Thursday, 27 October 2011

the first thirty five minutes

I remember what happened as if I wasn’t really there. I left work at about twenty to six, sleepy from lunchtime drinks with my colleagues, a working celebration of Christmas in alcohol and grease. I’d typed erratically all afternoon and abandoned my meeting notes with a promise that I’d do it in the morning, first thing, clear mind and clear hours. I left and I walked to Chancery Lane. I hurried down to the platform, frowning to myself at the queues, crowded even in the ticket hall, and dashed to the end where I’d be able to disembark correctly at my home stop.
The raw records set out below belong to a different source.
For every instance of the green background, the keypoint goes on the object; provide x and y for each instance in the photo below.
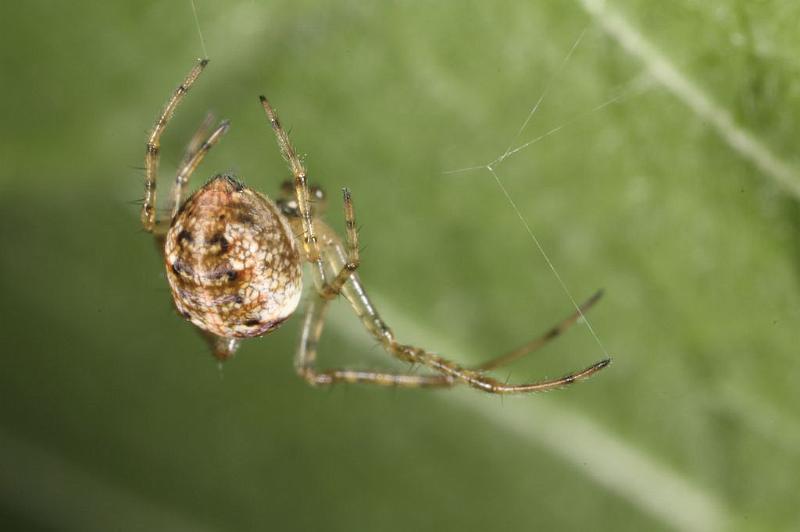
(114, 417)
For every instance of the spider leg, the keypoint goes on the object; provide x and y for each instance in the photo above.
(310, 244)
(192, 160)
(148, 215)
(353, 290)
(199, 136)
(305, 362)
(333, 288)
(551, 334)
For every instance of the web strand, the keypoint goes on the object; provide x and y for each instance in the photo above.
(491, 167)
(535, 240)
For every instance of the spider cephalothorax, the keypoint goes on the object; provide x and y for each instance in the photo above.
(233, 262)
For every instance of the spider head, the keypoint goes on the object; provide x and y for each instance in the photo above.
(232, 262)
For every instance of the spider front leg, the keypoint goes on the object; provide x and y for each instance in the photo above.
(335, 256)
(195, 153)
(148, 215)
(333, 288)
(305, 361)
(310, 244)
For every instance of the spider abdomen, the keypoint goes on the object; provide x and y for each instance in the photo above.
(232, 261)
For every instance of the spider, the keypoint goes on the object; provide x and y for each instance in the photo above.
(233, 262)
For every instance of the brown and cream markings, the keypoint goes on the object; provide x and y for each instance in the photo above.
(232, 261)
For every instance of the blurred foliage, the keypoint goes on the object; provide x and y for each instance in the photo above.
(113, 416)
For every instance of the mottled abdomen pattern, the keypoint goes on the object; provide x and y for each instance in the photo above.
(232, 262)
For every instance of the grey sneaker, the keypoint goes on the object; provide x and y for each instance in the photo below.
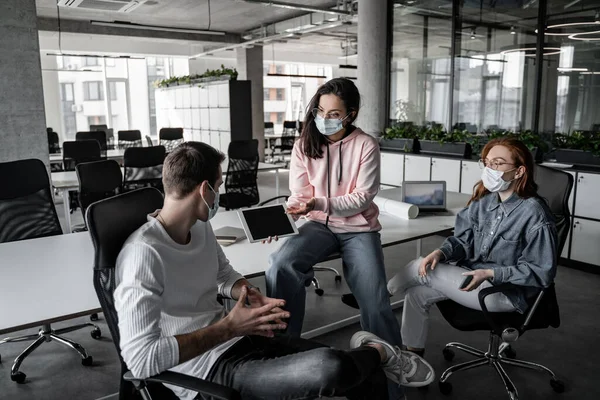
(402, 367)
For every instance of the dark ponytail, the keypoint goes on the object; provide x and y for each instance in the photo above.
(311, 140)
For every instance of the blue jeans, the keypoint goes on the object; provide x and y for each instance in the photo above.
(291, 271)
(294, 368)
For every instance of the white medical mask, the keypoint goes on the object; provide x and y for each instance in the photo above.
(212, 211)
(329, 127)
(492, 180)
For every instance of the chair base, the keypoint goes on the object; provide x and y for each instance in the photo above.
(315, 281)
(47, 334)
(498, 354)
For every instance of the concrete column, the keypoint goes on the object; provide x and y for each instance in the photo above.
(22, 120)
(372, 65)
(250, 67)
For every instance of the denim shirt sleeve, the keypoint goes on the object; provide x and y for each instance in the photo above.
(537, 264)
(459, 246)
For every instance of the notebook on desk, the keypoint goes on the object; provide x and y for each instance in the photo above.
(228, 235)
(429, 196)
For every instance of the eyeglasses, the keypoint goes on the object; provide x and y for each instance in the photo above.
(493, 164)
(331, 115)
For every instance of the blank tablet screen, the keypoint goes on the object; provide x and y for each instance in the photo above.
(268, 221)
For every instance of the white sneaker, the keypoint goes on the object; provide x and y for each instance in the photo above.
(402, 367)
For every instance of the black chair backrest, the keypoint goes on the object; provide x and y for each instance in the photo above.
(80, 151)
(242, 172)
(97, 181)
(110, 222)
(131, 138)
(53, 141)
(555, 186)
(143, 167)
(170, 137)
(100, 136)
(289, 128)
(26, 207)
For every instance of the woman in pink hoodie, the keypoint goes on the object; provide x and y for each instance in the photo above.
(334, 176)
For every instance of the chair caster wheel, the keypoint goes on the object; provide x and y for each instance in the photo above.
(445, 387)
(510, 353)
(96, 333)
(18, 377)
(448, 354)
(557, 385)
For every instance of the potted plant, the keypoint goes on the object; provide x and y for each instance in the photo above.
(437, 141)
(400, 137)
(577, 148)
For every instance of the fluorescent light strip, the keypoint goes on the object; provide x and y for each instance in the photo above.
(128, 25)
(569, 69)
(580, 36)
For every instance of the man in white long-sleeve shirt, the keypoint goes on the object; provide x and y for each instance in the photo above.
(169, 273)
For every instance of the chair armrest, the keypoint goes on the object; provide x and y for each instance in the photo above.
(188, 382)
(262, 203)
(501, 288)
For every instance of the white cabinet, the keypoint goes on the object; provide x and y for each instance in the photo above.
(586, 236)
(204, 118)
(223, 94)
(224, 140)
(195, 97)
(443, 169)
(213, 95)
(470, 174)
(203, 93)
(195, 118)
(588, 193)
(417, 168)
(392, 168)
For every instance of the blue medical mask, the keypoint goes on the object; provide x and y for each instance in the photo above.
(329, 127)
(212, 211)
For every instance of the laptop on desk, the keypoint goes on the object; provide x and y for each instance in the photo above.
(429, 196)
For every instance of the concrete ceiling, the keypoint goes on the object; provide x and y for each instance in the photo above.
(226, 15)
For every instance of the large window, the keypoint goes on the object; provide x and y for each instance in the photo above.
(475, 68)
(93, 91)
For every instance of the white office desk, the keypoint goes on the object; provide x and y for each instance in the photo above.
(46, 280)
(51, 278)
(115, 154)
(65, 181)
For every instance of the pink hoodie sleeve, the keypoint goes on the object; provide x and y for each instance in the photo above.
(300, 188)
(367, 186)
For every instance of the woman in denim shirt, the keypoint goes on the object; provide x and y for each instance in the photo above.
(505, 234)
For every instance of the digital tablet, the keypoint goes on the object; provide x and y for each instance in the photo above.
(261, 222)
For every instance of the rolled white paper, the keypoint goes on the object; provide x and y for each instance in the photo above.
(397, 208)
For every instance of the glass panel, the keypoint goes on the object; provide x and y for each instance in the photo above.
(494, 86)
(420, 65)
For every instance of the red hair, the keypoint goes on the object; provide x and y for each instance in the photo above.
(526, 186)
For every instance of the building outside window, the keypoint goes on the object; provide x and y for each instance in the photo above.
(93, 91)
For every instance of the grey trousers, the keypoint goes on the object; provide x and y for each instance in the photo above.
(420, 293)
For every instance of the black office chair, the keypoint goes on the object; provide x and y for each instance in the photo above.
(98, 180)
(109, 132)
(110, 223)
(241, 186)
(143, 167)
(99, 136)
(288, 138)
(505, 328)
(27, 212)
(127, 139)
(75, 153)
(170, 138)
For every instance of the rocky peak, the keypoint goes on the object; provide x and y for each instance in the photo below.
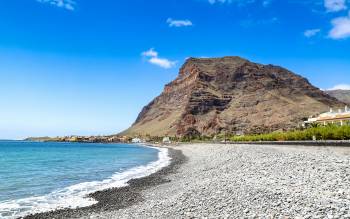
(231, 94)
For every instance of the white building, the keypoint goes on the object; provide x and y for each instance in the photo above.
(166, 140)
(136, 140)
(340, 117)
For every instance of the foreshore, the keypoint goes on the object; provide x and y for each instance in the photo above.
(233, 181)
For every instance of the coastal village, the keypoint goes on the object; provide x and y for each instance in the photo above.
(340, 117)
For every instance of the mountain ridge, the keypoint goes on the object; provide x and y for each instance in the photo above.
(231, 94)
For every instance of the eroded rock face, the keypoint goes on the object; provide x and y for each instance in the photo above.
(342, 95)
(234, 95)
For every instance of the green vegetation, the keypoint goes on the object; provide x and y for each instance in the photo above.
(329, 132)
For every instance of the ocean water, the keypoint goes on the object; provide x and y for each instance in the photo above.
(36, 177)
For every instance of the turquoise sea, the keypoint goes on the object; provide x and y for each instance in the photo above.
(36, 177)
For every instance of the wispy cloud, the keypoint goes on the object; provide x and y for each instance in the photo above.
(66, 4)
(341, 87)
(179, 23)
(251, 22)
(341, 28)
(312, 32)
(264, 3)
(240, 2)
(152, 57)
(335, 5)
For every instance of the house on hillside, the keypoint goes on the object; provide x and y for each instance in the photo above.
(166, 140)
(136, 140)
(340, 117)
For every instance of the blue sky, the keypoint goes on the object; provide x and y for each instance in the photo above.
(88, 67)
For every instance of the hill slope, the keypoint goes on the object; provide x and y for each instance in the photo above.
(342, 95)
(233, 95)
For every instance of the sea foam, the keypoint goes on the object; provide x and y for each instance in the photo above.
(76, 195)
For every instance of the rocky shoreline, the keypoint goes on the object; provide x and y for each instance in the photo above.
(118, 198)
(233, 181)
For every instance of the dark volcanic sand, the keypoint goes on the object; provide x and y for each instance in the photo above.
(118, 198)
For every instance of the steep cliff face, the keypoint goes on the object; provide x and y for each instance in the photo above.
(231, 94)
(342, 95)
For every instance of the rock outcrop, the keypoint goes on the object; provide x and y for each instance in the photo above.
(342, 95)
(231, 94)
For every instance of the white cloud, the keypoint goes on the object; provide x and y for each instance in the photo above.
(179, 23)
(153, 58)
(150, 53)
(311, 32)
(335, 5)
(66, 4)
(266, 3)
(341, 28)
(341, 87)
(240, 2)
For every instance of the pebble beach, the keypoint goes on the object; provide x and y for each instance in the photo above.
(250, 181)
(239, 181)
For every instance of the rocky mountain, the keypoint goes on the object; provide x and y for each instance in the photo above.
(231, 94)
(342, 95)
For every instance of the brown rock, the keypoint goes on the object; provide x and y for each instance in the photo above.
(234, 95)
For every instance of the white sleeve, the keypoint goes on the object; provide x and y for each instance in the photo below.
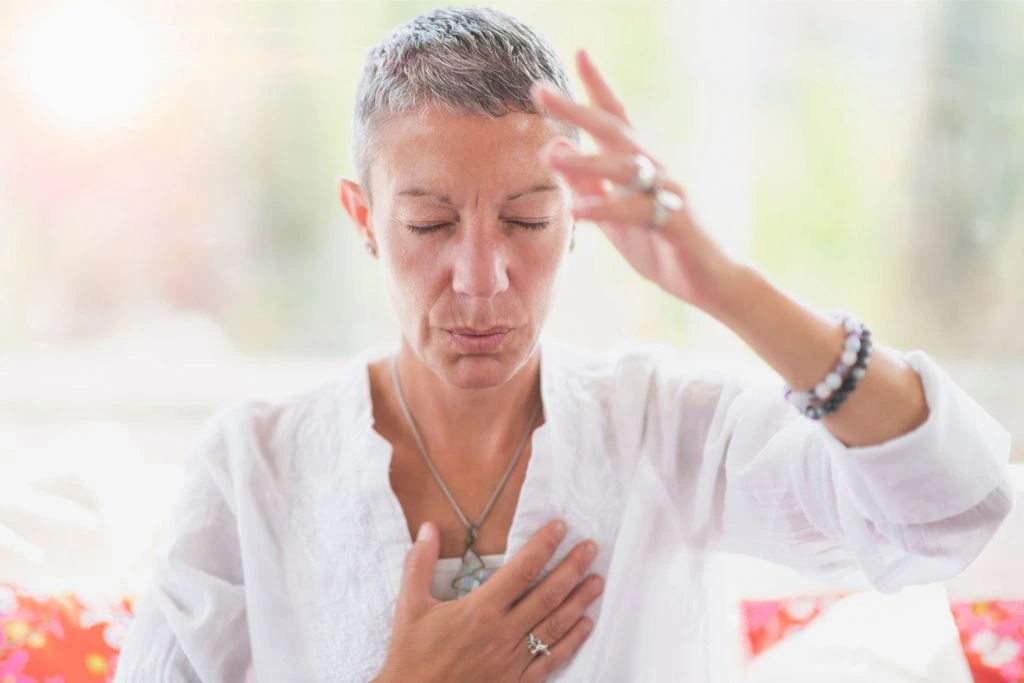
(748, 473)
(190, 624)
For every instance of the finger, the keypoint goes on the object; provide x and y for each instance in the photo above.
(558, 624)
(631, 208)
(598, 90)
(511, 581)
(621, 169)
(549, 595)
(543, 666)
(582, 186)
(418, 572)
(605, 128)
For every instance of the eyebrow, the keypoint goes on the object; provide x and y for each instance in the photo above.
(444, 199)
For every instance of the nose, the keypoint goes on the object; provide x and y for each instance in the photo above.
(479, 265)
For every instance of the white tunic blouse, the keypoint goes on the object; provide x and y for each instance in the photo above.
(286, 556)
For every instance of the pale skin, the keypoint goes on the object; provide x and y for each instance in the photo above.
(487, 263)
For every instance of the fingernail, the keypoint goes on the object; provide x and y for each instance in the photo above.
(582, 207)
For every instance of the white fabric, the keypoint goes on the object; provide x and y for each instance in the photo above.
(288, 547)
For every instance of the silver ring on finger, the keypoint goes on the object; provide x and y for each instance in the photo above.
(536, 645)
(665, 204)
(645, 176)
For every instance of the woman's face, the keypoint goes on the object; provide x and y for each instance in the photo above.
(471, 228)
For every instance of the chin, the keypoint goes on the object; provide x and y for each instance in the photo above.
(480, 371)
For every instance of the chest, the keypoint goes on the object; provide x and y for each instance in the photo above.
(341, 569)
(474, 489)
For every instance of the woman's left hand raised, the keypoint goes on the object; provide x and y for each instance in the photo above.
(678, 255)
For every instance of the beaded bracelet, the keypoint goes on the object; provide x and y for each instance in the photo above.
(828, 394)
(849, 384)
(833, 381)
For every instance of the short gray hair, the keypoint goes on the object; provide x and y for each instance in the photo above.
(463, 59)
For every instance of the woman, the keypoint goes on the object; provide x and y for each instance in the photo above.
(574, 498)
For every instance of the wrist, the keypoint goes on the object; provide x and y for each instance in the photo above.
(733, 292)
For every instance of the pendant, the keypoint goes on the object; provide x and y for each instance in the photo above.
(472, 572)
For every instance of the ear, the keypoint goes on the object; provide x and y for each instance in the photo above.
(354, 201)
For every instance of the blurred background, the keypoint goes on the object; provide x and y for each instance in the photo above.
(171, 239)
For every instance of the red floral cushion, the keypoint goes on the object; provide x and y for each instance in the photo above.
(770, 622)
(992, 638)
(58, 638)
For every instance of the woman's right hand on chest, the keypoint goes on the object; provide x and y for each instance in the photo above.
(482, 637)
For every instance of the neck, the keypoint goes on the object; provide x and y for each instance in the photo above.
(480, 423)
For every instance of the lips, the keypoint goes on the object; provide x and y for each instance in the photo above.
(478, 340)
(479, 332)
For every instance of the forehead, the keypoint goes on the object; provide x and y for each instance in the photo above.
(436, 146)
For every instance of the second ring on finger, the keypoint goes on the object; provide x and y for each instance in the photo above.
(559, 623)
(632, 172)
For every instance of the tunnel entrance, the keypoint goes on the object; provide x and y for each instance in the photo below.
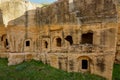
(87, 38)
(69, 39)
(84, 64)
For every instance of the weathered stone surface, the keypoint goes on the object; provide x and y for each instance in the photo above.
(66, 35)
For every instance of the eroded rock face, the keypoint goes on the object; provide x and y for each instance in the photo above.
(66, 37)
(13, 9)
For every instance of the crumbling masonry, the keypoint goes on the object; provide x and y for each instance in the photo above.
(72, 35)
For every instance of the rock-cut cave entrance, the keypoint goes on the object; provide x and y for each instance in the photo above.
(87, 38)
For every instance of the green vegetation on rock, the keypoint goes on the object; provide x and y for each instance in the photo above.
(35, 70)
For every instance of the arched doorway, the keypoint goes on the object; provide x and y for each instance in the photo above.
(87, 38)
(59, 42)
(28, 45)
(69, 39)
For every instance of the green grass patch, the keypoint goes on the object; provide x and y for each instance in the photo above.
(116, 72)
(35, 70)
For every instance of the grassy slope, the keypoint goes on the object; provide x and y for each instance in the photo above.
(35, 70)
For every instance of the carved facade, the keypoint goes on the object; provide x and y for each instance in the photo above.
(72, 35)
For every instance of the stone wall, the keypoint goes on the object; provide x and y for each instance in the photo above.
(73, 62)
(62, 34)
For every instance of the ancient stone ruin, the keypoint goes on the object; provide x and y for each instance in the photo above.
(72, 35)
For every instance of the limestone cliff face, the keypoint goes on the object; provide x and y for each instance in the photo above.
(1, 18)
(13, 9)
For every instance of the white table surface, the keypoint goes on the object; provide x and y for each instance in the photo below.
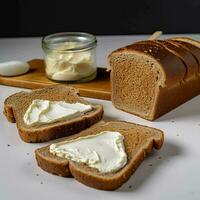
(176, 175)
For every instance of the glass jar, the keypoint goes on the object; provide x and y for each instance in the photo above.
(70, 56)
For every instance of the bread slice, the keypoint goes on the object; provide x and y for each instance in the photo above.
(138, 140)
(186, 57)
(16, 105)
(191, 46)
(148, 79)
(188, 40)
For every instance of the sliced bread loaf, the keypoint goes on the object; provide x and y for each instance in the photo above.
(16, 105)
(138, 141)
(150, 78)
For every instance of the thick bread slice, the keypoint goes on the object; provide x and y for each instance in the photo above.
(188, 40)
(16, 105)
(148, 79)
(138, 140)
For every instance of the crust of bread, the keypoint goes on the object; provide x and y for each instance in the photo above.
(179, 73)
(147, 139)
(16, 105)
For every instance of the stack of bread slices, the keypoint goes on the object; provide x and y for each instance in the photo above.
(148, 79)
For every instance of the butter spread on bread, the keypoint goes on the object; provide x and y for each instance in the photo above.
(104, 151)
(45, 111)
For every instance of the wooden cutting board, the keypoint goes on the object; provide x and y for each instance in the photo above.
(98, 88)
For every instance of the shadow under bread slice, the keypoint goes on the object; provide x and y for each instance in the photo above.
(15, 107)
(138, 142)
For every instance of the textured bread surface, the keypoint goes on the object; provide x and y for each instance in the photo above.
(138, 140)
(16, 105)
(150, 78)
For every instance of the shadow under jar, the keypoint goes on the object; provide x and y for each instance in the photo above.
(70, 56)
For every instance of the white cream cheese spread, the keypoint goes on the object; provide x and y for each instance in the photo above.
(45, 111)
(69, 66)
(104, 151)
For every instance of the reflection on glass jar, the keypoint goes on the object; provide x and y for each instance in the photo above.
(70, 56)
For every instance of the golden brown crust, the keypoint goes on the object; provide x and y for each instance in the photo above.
(113, 182)
(16, 105)
(181, 83)
(139, 141)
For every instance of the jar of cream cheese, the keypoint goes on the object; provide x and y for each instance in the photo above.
(70, 56)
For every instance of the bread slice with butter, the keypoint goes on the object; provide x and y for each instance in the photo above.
(17, 106)
(138, 141)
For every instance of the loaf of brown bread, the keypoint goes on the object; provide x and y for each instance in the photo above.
(16, 105)
(138, 141)
(150, 78)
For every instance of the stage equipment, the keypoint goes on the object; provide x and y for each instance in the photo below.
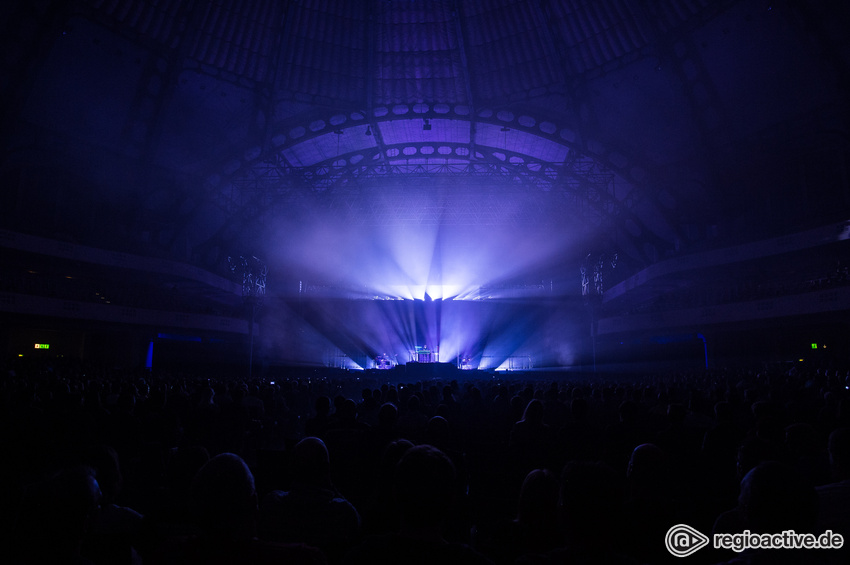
(253, 273)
Where the train doors line up with the platform little crowds form and I obediently joined one, a colleague at my right nodding acknowledgement in his equally grim set of head, wanting to get home. I was thinking of some last minute shopping, some errands that I could dash through and get home and do some laundry. My colleague boarded a train but it was too crowded, I hung back. And as it happened again with the next train I was edged over the yellow line, mute protector.

I started to feel dizzy. I thought about hanging on for the train and then I think, I think I started to turn to try to push through the people, get back towards the wall, but I didn’t manage and the next thing I remember is screaming and the sour taste of waking. Waking on the tracks, somehow miracurously falling between the edge and the electrified rail, something no one would let me forget for the rest of the evening. And the man, his hands groping my neck for my suit jacket. Oh my God, oh my God, it didn’t feel like it was happening to me but to a character in the film playing through my mind.

But it was me and suddenly he’d lain me, a fish, on the dock and there were so many faces. A woman covered my legs with a red scarf, I suppose to preserve my dignity where my skirt had ridden up. I repeated my name again and again, I was terrified, trying blindly to reassure myself I was alive. And then someone put me in the recovery position and it hurt so much, I remember feeling the irritating amusement of irony at this, that they’d made me shift onto my side when it hurt, it hurt so much.

And all I could think beyond the burble of the questions was how embarrassed I was, how much I was going to upset my parents and whether I’d be able to go to work tomorrow. I thought about how much my side hurt, focussed on my kidneys, thinking about my history of infections, paranoid I'd destroyed an organ in my fall.

And that is all I remember of what happened, of the accident itself. From them on, everything is much clearer.